“The first consideration of a minister should be the health of the people,” said Benjamin Disraeli in a speech in 1872. What could be truer today? Covid-19 has shot public health right up the government agenda. It is still shocking to think that last year Covid nearly took the prime minister’s life. As Boris Johnson emerged from intensive care and set about tackling the pandemic, he made publishing a new obesity strategy an immediate priority. “It’s all right for you thinnies,” he told his team after recognising that his own weight was likely to have been the reason why he fared so badly. The strategy – published in July 2020 – was the 14th government obesity strategy in England.
This year marks 30 years of obesity policy in England. It was in 1991 that the UK government first formally recognised that it needed to do something about the fact that so many people were getting sick and dying from diet-related diseases. Three decades and 14 obesity strategies later, and the state of the nation’s health is actually worse. How can that be? How can the government have published so many strategies containing a total of 689 obesity policies and not have seen any population-wide improvements? Well, that is precisely the question I asked myself last year when I analysed all government obesity policies to figure out the answer.
What I found, as part of my research for a PhD thesis, was that government has tended to recycle the same or similar policy ideas again and again, but proposed in a way that is unlikely to lead to them being implemented.
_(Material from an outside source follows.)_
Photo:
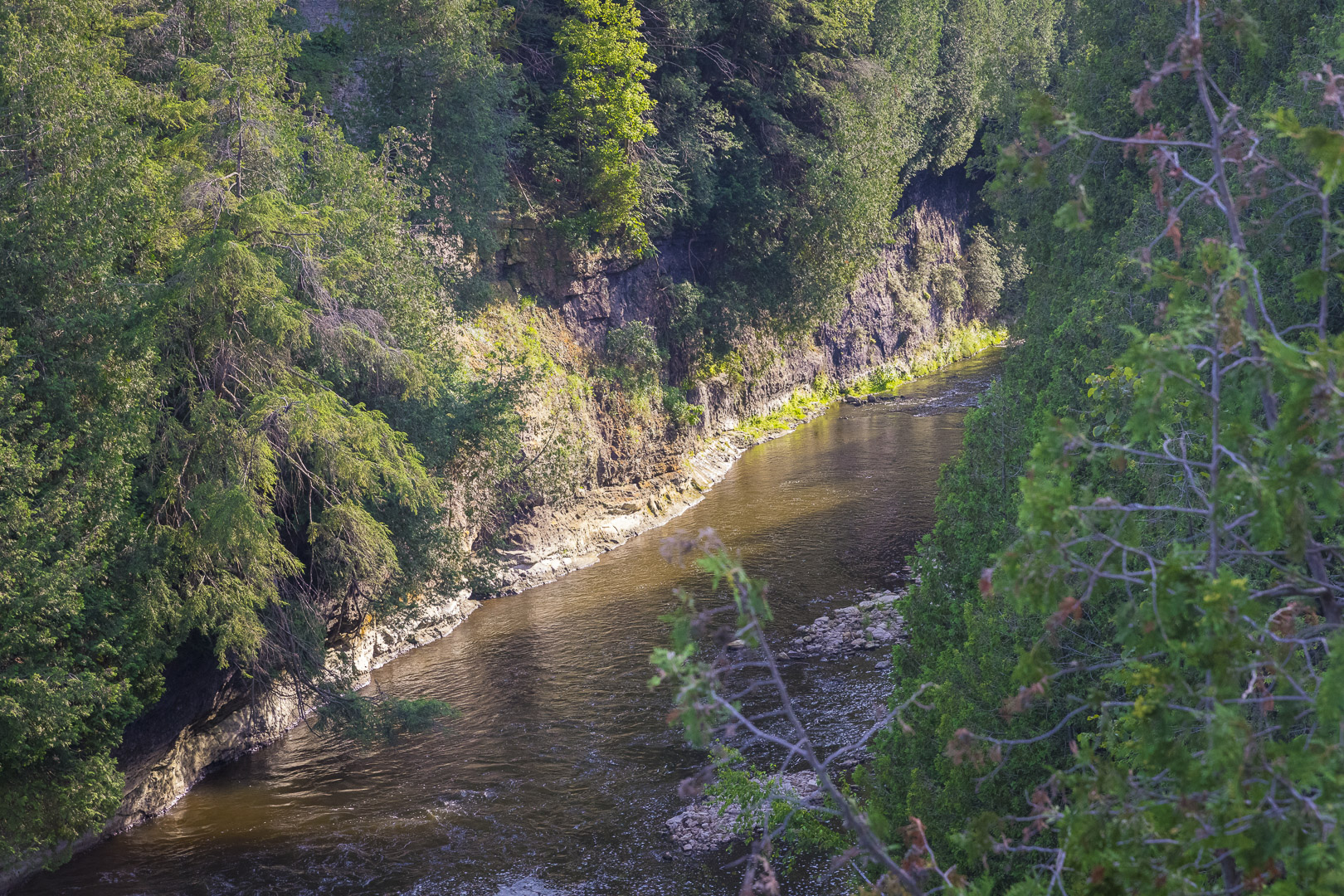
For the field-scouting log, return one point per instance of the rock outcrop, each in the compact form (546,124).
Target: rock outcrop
(210,716)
It has also tended to propose solutions that require people to change their own behaviour without making that easy by shaping the environment around them. We know such an approach is less likely to work or be equitable. Boris Johnson’s decision to publish yet another obesity strategy even after his predecessor Theresa May had published three already was proof of the obesity policy merry-go-round. We are more likely to see government publish another strategy than to implement, monitor and evaluate the policies already proposed. I am sure as a politician it is exciting to make big announcements, but announcements don’t solve problems. Action does.
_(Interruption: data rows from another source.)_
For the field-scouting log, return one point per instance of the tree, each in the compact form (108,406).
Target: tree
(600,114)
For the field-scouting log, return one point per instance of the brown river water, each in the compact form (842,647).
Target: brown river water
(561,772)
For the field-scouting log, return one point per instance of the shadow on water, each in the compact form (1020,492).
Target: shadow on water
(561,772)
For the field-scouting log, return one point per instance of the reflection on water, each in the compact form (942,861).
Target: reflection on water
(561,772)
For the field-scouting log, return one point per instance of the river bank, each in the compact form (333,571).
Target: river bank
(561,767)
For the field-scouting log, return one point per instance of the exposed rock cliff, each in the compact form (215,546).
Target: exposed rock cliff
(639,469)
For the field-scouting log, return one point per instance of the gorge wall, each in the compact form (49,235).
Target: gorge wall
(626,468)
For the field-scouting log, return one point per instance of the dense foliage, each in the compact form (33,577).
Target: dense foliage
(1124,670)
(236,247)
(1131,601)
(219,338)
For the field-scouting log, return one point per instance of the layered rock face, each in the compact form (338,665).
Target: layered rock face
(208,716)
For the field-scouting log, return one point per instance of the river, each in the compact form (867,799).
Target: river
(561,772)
But don’t worry, it’s not all doom and gloom. Things are getting better. The more recent obesity strategies have tended to contain much higher proportions of policies which seek to make it easier for everyone to enjoy a healthy diet. They have also proposed more in a way that is likely to lead to their implementation and we are seeing that happening with recent legislation to stop the bombardment of unhealthy food advertising and the walls of sweets and snacks that surround you as you approach the supermarket checkout. The government finally appears to be realising that simply telling people to change is hard when the environment around us is so aggressively dominated by unhealthy options. Is it any wonder that the majority of adults in England now live with obesity or overweight? Or that four out of the top five risk factors for healthy years of life lost to death, disability or disease are due to poor diets? If it was easy for everyone to enjoy a healthy, delicious diet, then we wouldn’t have these kind of outcomes.
The food environment we live in is making us sick. Earlier this year the National Food Strategy, led by Henry Dimbleby, was published and contains 14 select policy proposals to start correcting this. They have been meticulously considered so the hard thinking has been done for government. Now is the time to act. The Covid pandemic has been a wake-up call. It exposed numerous problems many of us were already acutely aware of but embarrassingly demonstrated what happens when government policy fails. The opportunity the government now has to hop off the obesity policy merry-go-round and start tackling it properly is huge.
The solutions are there. The evidence of the scale of the problem is writ large. The purpose of government policy should be to solve problems. My research helped explain partly why it doesn’t do that very well: a fixation with announcements and an avoidance of checking whether they were actually followed through. Implementation and evaluation may not sound like the sexiest words in politics, but they are. The more we can celebrate them, the better – and hopefully soon we will see the policy progress we so urgently need.